El norcoreano Kim Jong-un y el catalán Carles Puigdemont son mucho más parecidos de lo que podría creerse en un principio. El primero supone la mayor amenaza para la paz en el tenso continente asiático, y el segundo, de muy diferente manera, en la amodorrada Europa. Ninguno de los dos, además, ha sido elegido democráticamente. El primero fue designado como sucesor por su padre, Kim Jong-il, y el segundo fue impuesto en un golpe de mano por la CUP pasa sustituir a Artur Mas.
Ambos, además, parecen inspirados por el Juche, filosofía política derivada del leninismo y fundada por el creador de la dinastía comunista coreana, el dictador Kim Il-sung, abuelo del actual líder. En su caso, se dice que le fue revelada en el respetadísimo monte Paetku, aunque no consta que a Puigdemont le haya sucedido lo mismo en la Abadía de Montserrat, por ejemplo, donde se conserva, ya desde tiempos de Franco, la mejor biblioteca existente sobre la guerra Civil española.
El Juche se resume en la siguiente frase: “Los propietarios únicos de la revolución y la construcción posterior son las masas”, aunque su único intérprete, por supuesto, sea el líder carismático.

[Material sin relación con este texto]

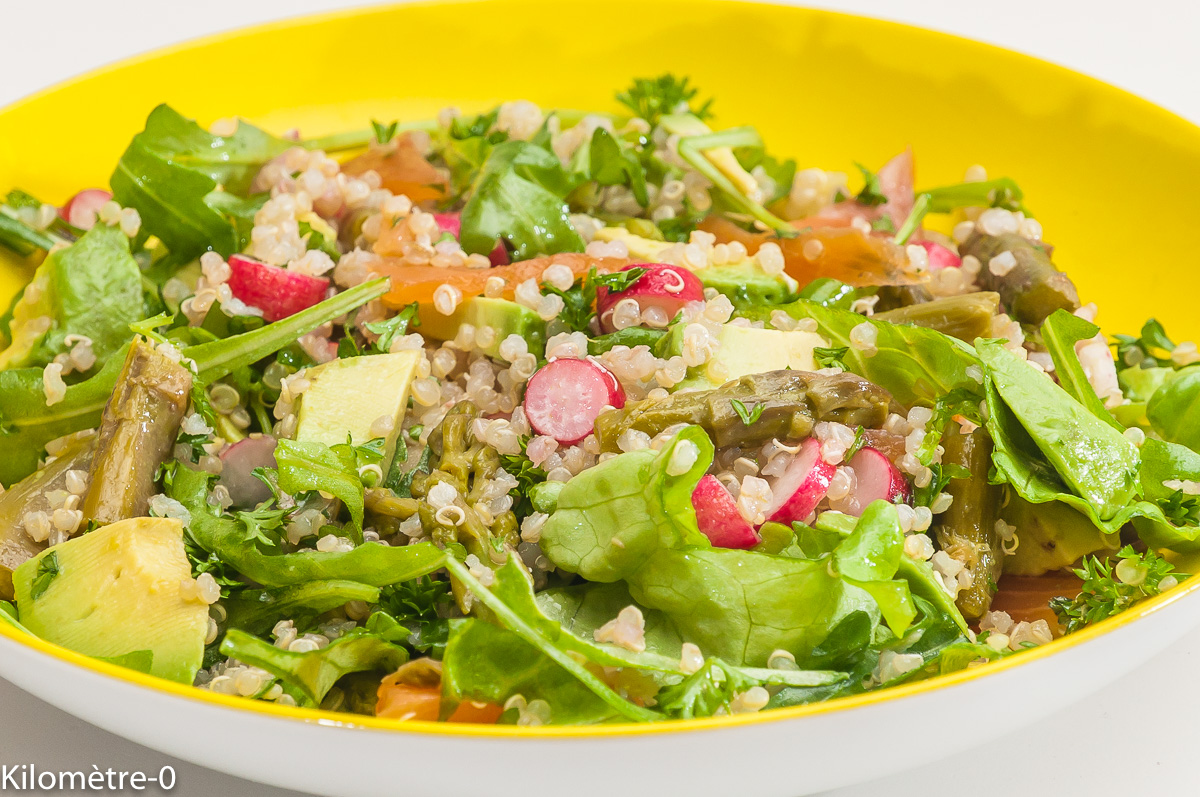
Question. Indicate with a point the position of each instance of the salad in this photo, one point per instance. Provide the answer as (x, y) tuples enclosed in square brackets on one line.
[(546, 417)]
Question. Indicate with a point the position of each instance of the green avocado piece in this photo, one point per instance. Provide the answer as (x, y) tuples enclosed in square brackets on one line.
[(1050, 537), (505, 317), (114, 593), (748, 286)]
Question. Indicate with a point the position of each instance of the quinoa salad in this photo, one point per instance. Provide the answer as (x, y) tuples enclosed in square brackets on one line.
[(550, 417)]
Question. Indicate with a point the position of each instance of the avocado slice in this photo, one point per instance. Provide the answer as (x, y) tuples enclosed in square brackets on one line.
[(505, 317), (1050, 537), (745, 351), (115, 592), (347, 396), (744, 282)]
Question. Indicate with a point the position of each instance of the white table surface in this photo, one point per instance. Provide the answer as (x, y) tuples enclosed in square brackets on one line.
[(1135, 737)]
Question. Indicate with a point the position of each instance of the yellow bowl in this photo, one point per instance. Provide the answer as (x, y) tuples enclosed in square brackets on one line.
[(1109, 175)]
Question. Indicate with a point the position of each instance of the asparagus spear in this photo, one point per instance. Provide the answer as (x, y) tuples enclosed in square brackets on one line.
[(965, 317), (790, 401), (137, 433), (967, 529), (31, 495), (1033, 287)]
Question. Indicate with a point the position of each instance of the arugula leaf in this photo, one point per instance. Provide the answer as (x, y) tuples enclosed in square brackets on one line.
[(915, 364), (1109, 589), (519, 197), (185, 183), (307, 467), (389, 329), (48, 569), (1171, 411), (370, 563), (1152, 348), (652, 97), (257, 611), (749, 415)]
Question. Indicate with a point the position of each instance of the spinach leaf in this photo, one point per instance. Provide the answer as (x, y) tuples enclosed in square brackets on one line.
[(257, 611), (519, 197), (606, 162), (1061, 331), (613, 516), (652, 97), (1174, 408), (915, 364), (1086, 454), (27, 424), (309, 676), (185, 183), (90, 288)]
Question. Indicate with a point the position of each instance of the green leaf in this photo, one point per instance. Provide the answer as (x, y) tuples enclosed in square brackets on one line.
[(748, 415), (915, 364), (310, 467), (384, 133), (1110, 588), (519, 197), (310, 676)]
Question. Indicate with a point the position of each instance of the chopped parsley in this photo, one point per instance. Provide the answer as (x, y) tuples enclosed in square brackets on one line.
[(1111, 587)]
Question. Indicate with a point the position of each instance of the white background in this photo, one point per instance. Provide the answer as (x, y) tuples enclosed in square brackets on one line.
[(1137, 737)]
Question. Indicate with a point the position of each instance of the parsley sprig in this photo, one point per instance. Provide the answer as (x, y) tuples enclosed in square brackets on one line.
[(1111, 587)]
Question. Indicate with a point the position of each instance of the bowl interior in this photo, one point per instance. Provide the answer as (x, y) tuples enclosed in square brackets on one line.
[(1108, 174)]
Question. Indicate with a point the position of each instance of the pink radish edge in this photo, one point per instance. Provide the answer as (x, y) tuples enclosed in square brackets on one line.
[(718, 517), (802, 486)]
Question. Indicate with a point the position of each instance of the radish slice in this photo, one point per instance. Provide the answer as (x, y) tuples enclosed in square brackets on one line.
[(797, 492), (940, 257), (717, 514), (449, 223), (238, 463), (565, 396), (277, 292), (453, 223), (876, 478), (667, 287), (81, 209)]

Los cuatro puntos principales de esta filosofía que ha llevado a Corea del Norte a ser uno de los países más pobres del mundo son los siguientes:
1.- Independencia económica y política de países extranjeros (¿les suena el que hay que hacer una “República Catalana” porque “España nos roba?”).
2.- El aspecto militar es más importante que el político (Puigdemont acaba de reconocer que es imperativa la existencia de un ejército catalán).
3.- Voluntarismo frente a racionalismo (sin comentarios).
4.- Patriotismo popular (o sea, súbditos armados y encuadrados militarmente en vez de ciudadanos pacíficos y libres; construcción de armamento nuclear en vez de desarrollo económico de alimentos y otros bienes de consumo).
5.- Respeto y defensa de la cultura tradicional (es decir, autocracia en vez de democracia, sumisión frente a libertad, obediencia frente a pensamiento libre…).
Todo, pues, está inventado ya, y el mirar hacia atrás no es un acto progresista sino que supone una pérdida de protagonismo histórico, de derechos civiles y políticos alcanzados con anterioridad y de libertades que a estas alturas deberían ser inalienables.